Jonathan Chait weighs in at New York Magazine about “Liberal Donors’ Ethical Confusion.” The article title refers to the decision of a group of a group of big progressive contributors to donate funds to GOTV, rather than Democratic ads. Chait thinks it’s a bad idea:
This is basically the kind of weenie attitude that periodically afflicts liberalism…The explicit argument for their decision is that the donors believe they can’t match the Republican outside groups in advertising, so why try?
…Let me phrase this way of thinking slightly differently: Obama already has a significant advantage in the ground game, but faces a potentially huge disadvantage in the air wars. Therefore, the donors have concluded, they should invest their money augmenting the ground game.

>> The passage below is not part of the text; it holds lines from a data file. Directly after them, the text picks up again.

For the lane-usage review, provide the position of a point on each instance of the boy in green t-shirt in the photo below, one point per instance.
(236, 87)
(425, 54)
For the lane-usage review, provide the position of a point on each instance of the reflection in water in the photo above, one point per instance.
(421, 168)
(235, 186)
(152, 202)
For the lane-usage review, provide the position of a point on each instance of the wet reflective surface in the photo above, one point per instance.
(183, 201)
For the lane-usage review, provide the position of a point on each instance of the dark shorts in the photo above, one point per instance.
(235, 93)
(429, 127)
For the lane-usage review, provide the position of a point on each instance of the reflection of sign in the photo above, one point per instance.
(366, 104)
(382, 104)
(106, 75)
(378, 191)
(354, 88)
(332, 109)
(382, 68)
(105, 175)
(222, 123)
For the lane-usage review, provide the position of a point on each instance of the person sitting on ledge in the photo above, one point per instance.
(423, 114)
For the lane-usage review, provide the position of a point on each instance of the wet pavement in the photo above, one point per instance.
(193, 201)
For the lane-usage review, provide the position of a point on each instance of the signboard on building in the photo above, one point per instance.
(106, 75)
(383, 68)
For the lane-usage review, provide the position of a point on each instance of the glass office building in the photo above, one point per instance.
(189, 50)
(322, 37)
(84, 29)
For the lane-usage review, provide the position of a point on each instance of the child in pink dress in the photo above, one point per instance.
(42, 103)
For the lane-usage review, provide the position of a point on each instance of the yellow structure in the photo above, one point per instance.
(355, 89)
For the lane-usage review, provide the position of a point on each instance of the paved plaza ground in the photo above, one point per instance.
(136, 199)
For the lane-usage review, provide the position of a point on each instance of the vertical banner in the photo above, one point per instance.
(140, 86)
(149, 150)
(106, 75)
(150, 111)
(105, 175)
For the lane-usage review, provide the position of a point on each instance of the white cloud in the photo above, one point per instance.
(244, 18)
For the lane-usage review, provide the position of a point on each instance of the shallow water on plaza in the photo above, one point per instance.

Does this make any sense at all? No, it does not. It’s backwards. The most effective way to spend money is where your side has the greatest disadvantage. Beefing up the already strong Democratic turnout machine would certainly help, but a marginal dollar spent to narrow the advertising gap would surely help more. The point isn’t to “match” Republicans. It’s not as if declining to compete in the field of advertising will make advertising less relevant.
Chait believes the misguided rationale for the strategy “is that liberal donors feel squeamish about entering the world of huge independent ad expenditures.” But the fund-raising system is not going to change between now and November and “Given the fact of the system’s existence, there’s nothing morally wrong about participating in it.”
Indeed, what may be morally wrong is deploying financial resources away from where they are needed the most. As Chait concludes, “Staying out of the advertising race isn’t going to make the system any more fair.”